Cervone: “Se il valore della rosa cresce, Pallotta potrà vendere anche ad un prezzo maggiore. Un bel mercato forse riscatterebbe la sua immagine agli occhi dei tifosi. La priorità è trovare un terzino destro di affidamento. Poi serve un attaccante e faccio il nome di Kean. Se vuoi crescere non puoi non ripartire da Smalling, Diawara, Zaniolo, Mkhitaryan e Dzeko“.

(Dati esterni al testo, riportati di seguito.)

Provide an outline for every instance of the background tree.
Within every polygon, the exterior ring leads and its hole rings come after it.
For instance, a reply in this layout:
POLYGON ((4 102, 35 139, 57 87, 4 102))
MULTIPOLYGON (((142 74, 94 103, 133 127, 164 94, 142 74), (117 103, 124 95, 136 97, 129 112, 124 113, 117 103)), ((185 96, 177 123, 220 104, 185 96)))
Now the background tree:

Moriero: “Nell’attesa che arrivi Friedkin, mi auguro che Pallotta torni a Roma per stare vicino alla squadra e alla società. Conosco Petrachi, a lui piacciono i giovani che hanno gamba e sanno giocare all’attacco come vuole Fonseca. Se non si riparte da Smalling di che parliamo?“.
Rizzitelli: “A Pallotta consiglio di non ragionare con i se e con i ma. Gestisca la Roma come se dovesse restare per sempre. Fonseca non si discute, ha dimostrato di avere le palle per guidare la Roma. Non ho dubbi su cosa fare: tenere Smalling“.